Syarat bisa dikatakan terjadi dua kali terjadi baying rosdul qiblat
adalah
1.
Panjang busur Pd1 maupun busur Pd2 < 90 derajat
,artinya posisi d1 maupun d2 adalah di atas ufuk semua
2.
Jarak d1 ke d2 < 180 derajat artinya
keduanya terjadi pada siang hari yang sama.
Selama kedua syarat kondisi tersebut terpenuhi maka peristiwa terjadinya
dua kali bayangan rosdul qiblat tidak hanya bagi titik P saja namun berlaku
bagi titik titik di sepanjang garis qiblat tersebut. Yang berbeda adalah nilai
t1 dan t2 nya, keduanya ditentukan dari jarak proyeksi titik-titik tersebut di
ekuator ke d1 maupun d2.
Titik-titik di sepanjang garis qiblat tersebut bukan mempunyai sudut
arah qiblat yang sama namun dihubungkan oleh satu garis qiblat ang sama.

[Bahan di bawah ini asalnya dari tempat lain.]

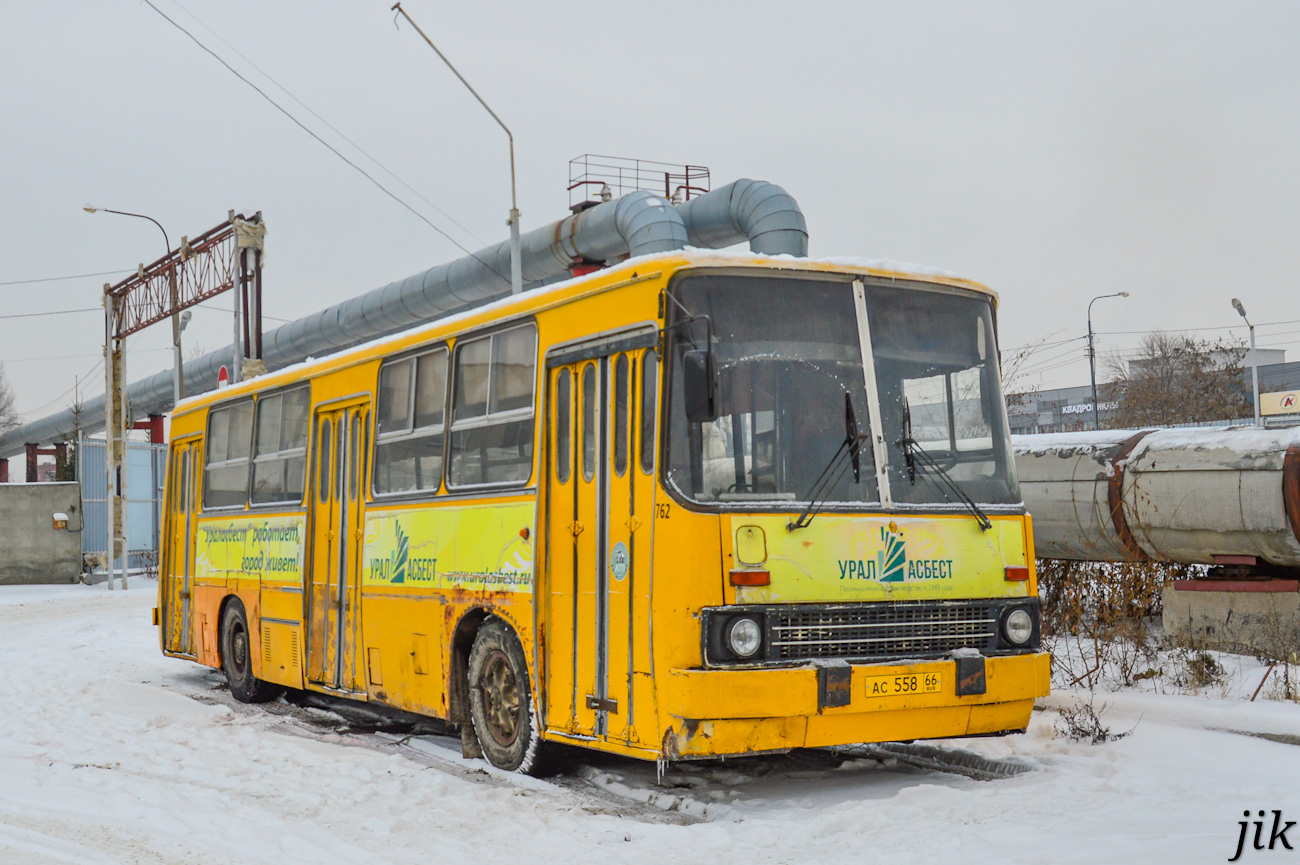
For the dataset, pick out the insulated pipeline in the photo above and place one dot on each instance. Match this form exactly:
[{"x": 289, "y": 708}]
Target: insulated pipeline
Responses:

Di akhir tulisan ini, ada sebuah
pertanyaan penting yang menarik yaitu: Faktor penting apakah yang menjadi
kuncinya ?
Kunci dari semua itu adalah sudut yang terbentuk di titik M atau ka’bah.
Besar sudut yang terbentuk oleh meridian Ka’bah dan garis qiblat di
titik M itulah yang menentukan apakah garis qiblat ketika melewati daerah di
anatara garis balik utara dan garis balik selatan memungkinkan atau tidaknya
berpotongan dengan lintasan edar matahari harian sehingga daerah-daerah tertentu
di sepanjang garis qiblat tersebut bisa mengalami baying rosul qiblat dua kali
dalam sehari.jadi bukan sudut qiblat lokasi tertentu.
Demikian uraian singkat mengenai lokasi-lokasi yang memungkinkan
terjadinya bayangan rosdul qiblat dua kali dalam sehari.
Insya Alloh tulisan ini masih ada sambungannya mengenai perumusan
keadaan tersebut dan contoh-contoh kasusnya. Insya Alloh Wallohu a’lam.